Government agencies also don’t test for most of these chemicals found in Cape Cod at water treatment facilities and only have to meet certain standards to be considered “safe.” Plus, water treatment facilities don’t have to work synergistically with agencies like the EPA to follow specific guidelines. There are a lot of gaps when safety is concerned, and I believe this is part of the problem. This was especially evident in the 1900s when people were allowed to utilize and dispose of toxic chemicals freely. With Cape Cod’s environment being susceptible to collecting contaminants naturally and the abundant human use of toxic chemicals, it makes sense as to why breast cancer rates are so high.
In 2006, Massachusetts was ranked first in the US for the incident rates of breast cancer, with Barnstable County possessing the most cases. Sixty-one is the average age that women get diagnosed in the United States, but trends seem to show otherwise in Cape Cod where more women in their 40s are being diagnosed (Breast Cancer Statistics, April 2014). In 1991, Cape Cod resident, Cheryl Osimo, was diagnosed at age 41. She is a mother of two who has no family history of breast cancer and who led a healthy lifestyle. She was scared and angry, just like many other Cape Cod women in her age bracket who were diagnosed. She advocates for change in environmental policy and is now the coordinator of the Cape Cod Breast Cancer and Environment Study (Lequire, 1998).

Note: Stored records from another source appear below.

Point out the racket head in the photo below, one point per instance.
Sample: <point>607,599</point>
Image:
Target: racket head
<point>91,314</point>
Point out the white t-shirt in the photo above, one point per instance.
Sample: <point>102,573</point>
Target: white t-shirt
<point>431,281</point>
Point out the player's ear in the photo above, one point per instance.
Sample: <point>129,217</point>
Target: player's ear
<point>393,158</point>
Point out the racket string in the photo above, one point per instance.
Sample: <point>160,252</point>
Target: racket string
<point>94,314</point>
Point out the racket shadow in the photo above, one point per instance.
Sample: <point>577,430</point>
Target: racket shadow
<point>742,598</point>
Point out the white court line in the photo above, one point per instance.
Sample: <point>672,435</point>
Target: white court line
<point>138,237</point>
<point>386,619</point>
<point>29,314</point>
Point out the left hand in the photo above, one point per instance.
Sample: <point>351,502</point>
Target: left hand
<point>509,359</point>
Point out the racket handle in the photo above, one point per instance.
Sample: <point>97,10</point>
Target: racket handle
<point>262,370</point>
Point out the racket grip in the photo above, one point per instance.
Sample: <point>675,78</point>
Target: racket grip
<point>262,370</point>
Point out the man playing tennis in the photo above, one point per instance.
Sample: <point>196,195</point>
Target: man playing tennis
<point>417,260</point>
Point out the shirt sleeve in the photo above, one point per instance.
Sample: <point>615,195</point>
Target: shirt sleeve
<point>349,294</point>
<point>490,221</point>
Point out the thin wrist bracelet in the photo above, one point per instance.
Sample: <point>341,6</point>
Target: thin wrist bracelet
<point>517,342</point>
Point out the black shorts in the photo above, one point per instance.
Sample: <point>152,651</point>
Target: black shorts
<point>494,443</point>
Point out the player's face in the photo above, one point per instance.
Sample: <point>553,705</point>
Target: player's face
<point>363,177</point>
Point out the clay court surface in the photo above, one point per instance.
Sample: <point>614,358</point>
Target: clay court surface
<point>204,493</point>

Only in the past couple of decades or so has the community been made aware of the causes of this devastating issue, which has resulted in formation of different advocate groups to try to change policy. GreenCAPE (Cape Alliance for Pesticide Education) is an advocate group who opposes pesticides on Cape Cod. They work to inform the residents and tourists of the chemically saturated sources and areas. Right now, they are proposing mechanical methods to get rid of weeds under the power lines instead of, once again, infusing their soil, air, and water with cancer-causing herbicides (NSTAR Spraying Herbicides, 2014).
Healthcare professionals have also been encouraging women to start getting mammograms earlier than the normal guidelines. Advocate groups, like the Massachusetts Breast Cancer Coalition, hold annual campaigns and walks for mammogram testing. Their mission statement is “dedicated to preventing environmental causes of breast cancer through community education, research advocacy, and changes to public policy.” They have claimed that Massachusetts is the first state where breast cancer is an epidemic.
Researchers have dedicated years of work to reveal these probable causes of high breast cancer rates in Cape Cod. The environmental and political factors responsible for the detriment of the population on the cape should be fixed to reduce this health disparity. However, it will be a long road ahead because political change does not happen overnight and the chemical cleanup will take decades. What can be improved is awareness in the Cape Cod community to enhance social congregation to advocate for change. Disabling the full potential of humans by disease will only prevent a sustainable future for Cape Cod, Massachusetts.
“We all continue to be contaminated without our consent!” – Margo Simon Golden, president of the board of Massachusetts Breast Cancer Coalition.